Connection Management

Create a Connection

To create a connection, click on the + icon at the bottom left of the screen then select "Add A Gremlin Server Connection" or on the Getting Started tab, click on "Add New Connection". You will be presented with the following screen:

Auto Detect Connection Screen

You will first be prompted for a hostname for your database. G.V() will attempt to connect to your database automatically and will perform a number of verifications. Should connection fail, you will be advised of next steps to take or additional values to enter, for instance credentials, AWS IAM Authentication details, or an SSL certificate.


As G.V() progresses in setting up your connection and discovers its requirements, it will display a list of steps indicating how far to go before the connection is complete. For instance, G.V() will evaluate if network connectivity to your database host can be established first, and then detect next steps such as "Provide Credentials" or "Complete SSL Configuration" as required by your database provider.


G.V() is designed to make your database connection onboarding as easy and effortless as possible. However if despite that you're struggling to connect your database using G.V(), don't hesitate to drop us an email over at, we'll be happy to assist you.
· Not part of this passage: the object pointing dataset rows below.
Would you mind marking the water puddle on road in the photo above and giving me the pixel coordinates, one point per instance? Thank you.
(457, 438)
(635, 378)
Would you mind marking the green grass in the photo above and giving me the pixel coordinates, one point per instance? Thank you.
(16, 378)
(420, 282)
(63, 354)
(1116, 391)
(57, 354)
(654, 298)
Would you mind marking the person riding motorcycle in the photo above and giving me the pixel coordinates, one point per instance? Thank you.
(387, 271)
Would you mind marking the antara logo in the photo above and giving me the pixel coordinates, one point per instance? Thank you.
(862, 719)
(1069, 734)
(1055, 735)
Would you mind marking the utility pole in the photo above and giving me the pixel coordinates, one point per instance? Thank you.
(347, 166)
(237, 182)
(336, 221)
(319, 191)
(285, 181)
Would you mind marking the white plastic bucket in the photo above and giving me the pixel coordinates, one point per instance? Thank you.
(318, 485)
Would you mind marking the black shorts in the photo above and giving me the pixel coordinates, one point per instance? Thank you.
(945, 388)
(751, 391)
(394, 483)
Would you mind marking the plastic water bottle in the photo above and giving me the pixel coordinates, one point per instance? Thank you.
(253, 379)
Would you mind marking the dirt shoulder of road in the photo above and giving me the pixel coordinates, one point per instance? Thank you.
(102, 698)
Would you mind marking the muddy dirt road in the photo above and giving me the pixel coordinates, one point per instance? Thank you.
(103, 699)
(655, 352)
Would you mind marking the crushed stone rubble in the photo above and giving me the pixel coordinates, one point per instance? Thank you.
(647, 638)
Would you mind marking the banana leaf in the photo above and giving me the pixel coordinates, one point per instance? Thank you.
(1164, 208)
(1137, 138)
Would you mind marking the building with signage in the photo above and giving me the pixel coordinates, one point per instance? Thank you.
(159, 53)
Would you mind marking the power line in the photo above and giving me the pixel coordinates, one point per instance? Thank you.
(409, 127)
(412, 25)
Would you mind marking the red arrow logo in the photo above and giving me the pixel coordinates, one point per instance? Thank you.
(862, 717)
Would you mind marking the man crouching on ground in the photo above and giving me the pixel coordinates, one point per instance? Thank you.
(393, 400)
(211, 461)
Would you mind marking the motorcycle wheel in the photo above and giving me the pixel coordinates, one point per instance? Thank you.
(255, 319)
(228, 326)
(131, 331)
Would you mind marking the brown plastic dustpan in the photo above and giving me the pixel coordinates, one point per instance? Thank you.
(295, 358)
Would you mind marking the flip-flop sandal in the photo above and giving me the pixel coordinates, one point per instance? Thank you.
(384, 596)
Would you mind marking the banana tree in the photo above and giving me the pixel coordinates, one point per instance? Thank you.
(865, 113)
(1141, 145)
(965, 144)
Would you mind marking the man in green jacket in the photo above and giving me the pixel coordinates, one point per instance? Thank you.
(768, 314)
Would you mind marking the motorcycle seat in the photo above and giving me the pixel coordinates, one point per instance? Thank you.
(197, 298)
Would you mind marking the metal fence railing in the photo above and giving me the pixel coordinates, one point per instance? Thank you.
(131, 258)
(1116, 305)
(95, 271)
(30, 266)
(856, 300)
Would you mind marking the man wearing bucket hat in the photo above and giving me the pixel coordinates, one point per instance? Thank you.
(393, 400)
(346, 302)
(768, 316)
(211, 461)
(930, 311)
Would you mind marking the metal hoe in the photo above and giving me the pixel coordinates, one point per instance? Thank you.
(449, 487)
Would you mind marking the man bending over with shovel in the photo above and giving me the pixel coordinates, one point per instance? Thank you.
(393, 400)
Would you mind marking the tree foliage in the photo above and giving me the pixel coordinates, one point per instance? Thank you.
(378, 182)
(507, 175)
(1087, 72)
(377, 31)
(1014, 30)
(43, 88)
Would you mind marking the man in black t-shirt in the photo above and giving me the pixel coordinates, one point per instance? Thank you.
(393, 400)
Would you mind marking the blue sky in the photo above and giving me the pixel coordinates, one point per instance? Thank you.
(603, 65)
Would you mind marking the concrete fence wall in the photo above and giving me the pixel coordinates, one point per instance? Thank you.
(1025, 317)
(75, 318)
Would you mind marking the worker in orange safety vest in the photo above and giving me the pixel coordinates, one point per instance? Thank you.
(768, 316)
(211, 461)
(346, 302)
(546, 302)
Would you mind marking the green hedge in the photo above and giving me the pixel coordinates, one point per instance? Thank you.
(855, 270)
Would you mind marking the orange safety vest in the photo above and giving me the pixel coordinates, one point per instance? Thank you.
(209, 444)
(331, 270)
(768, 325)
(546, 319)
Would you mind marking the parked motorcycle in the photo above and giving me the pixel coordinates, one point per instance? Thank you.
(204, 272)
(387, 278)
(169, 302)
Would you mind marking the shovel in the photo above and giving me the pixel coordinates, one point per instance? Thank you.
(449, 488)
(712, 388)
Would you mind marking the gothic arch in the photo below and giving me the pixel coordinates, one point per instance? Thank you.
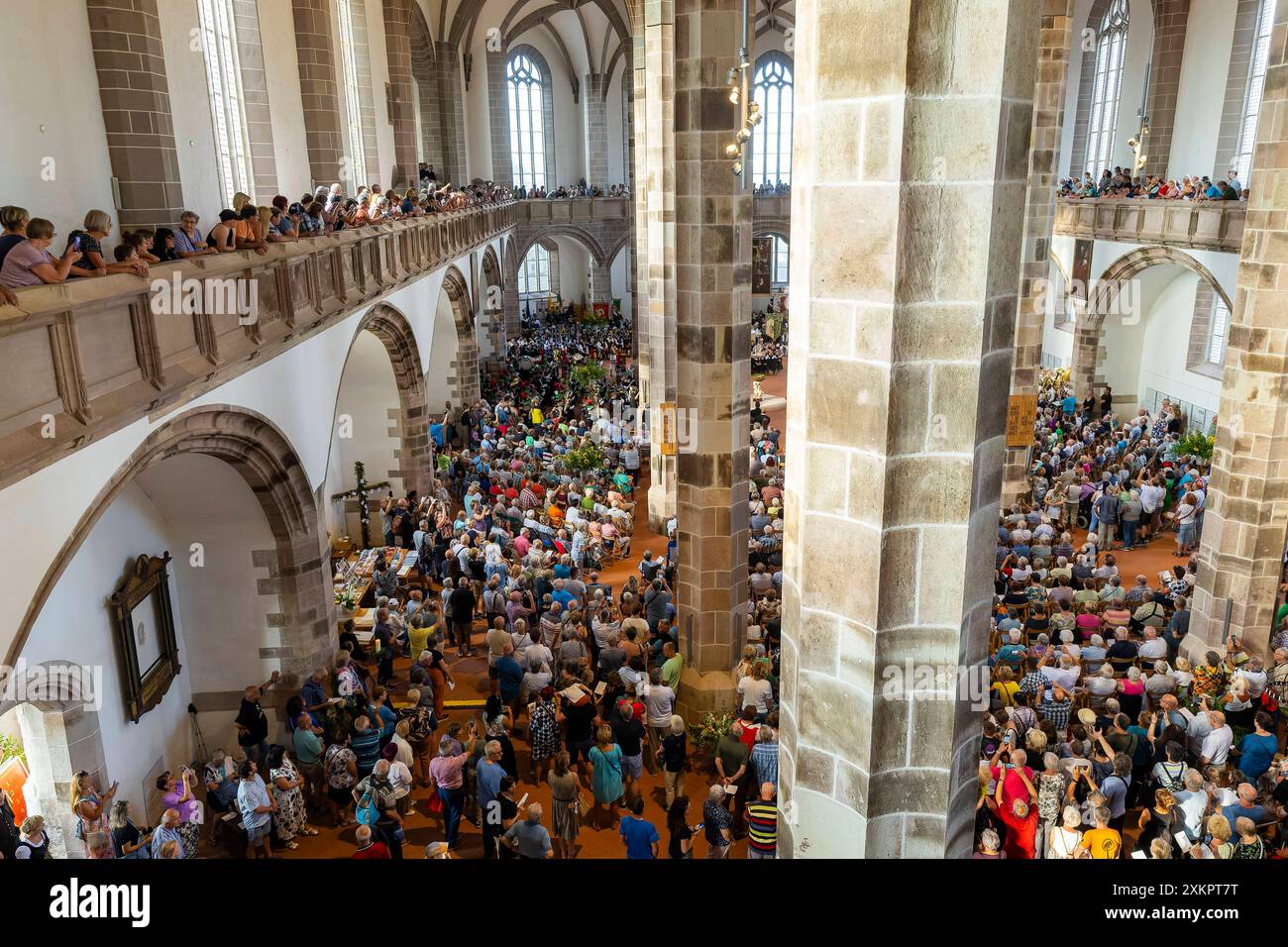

Create a Connection (Advanced Settings)

To create a connection, click on the + icon at the bottom left of the screen then select "Add A Gremlin Server Connection" or on the Getting Started tab, click on "Add New Connection". Then, click on "Advanced Settings". You will be presented with the following screen:

Edit Connection Screen

The fields are as follows:

  • Connection name (Required): A friendly name for your connection, used for display purposes
  • Description (Optional): A description for your connection
  • Connection Color (Optional): If specified, the color associated with the connection will be displayed on Query Editor tabs to allow distinguishing them more easily. If not specified, a random color will automatically be assigned.
  • Gremlin Database Variant (Required): Specify which underlying database technology is used for your server. It may be one of Gremlin Server, Amazon Neptune or Janusgraph. When specifying Amazon Neptune, additional configuration fields will be available, described Amazon Neptune Configuration Fields.
  • Hostname (Required): The Hostname for your server, specified without any protocol
  • Port (Required): The port number of your Gremlin Server, 8182 by default
  • Use SSL (Required): If connection over SSL is required, please check this option.
  • SSL Root CA Certificate (Optional): When using your connection over SSL, please supply the root CA Certificate file for your SSL certificate in .pem format. Note that the Amazon Neptune Root CA Certificate comes pre-loaded in G.V().
  • Ignore SSL Validation: If SSL is enabled for your connection, allows ignoring client-side SSL warnings to connect directly without supplying a SSL Root CA Certificate
  • Serializer (Required): The serializer to use with the connection. Please ensure you specify a serializer that is compatible with your Gremlin Server. If in doubt over which available serializers are available, check your Gremlin Console remote connection YAML file.
  • Graph Traversal Source Name: Name of the the GraphTraversalSource object to execute queries from. Depending on the Graph Database Variant you're using this may not be necessary. Using automatic connection detection, G.V() will determine available GraphTraversalSource for your DB and offer to select one.
  • Username (Optional): If credentials are required for your database, please specify a valid username
  • Password (Optional): If credentials are required for your database, please specify a valid password for the username previously supplied.
  • Remember Password (Optional): If credentials are required for your database, you can optionally save the password in G.V() to avoid re-entering it for each subsequent use. If disabled, you will be prompted during each G.V() session to enter the database password when attempting to write a query.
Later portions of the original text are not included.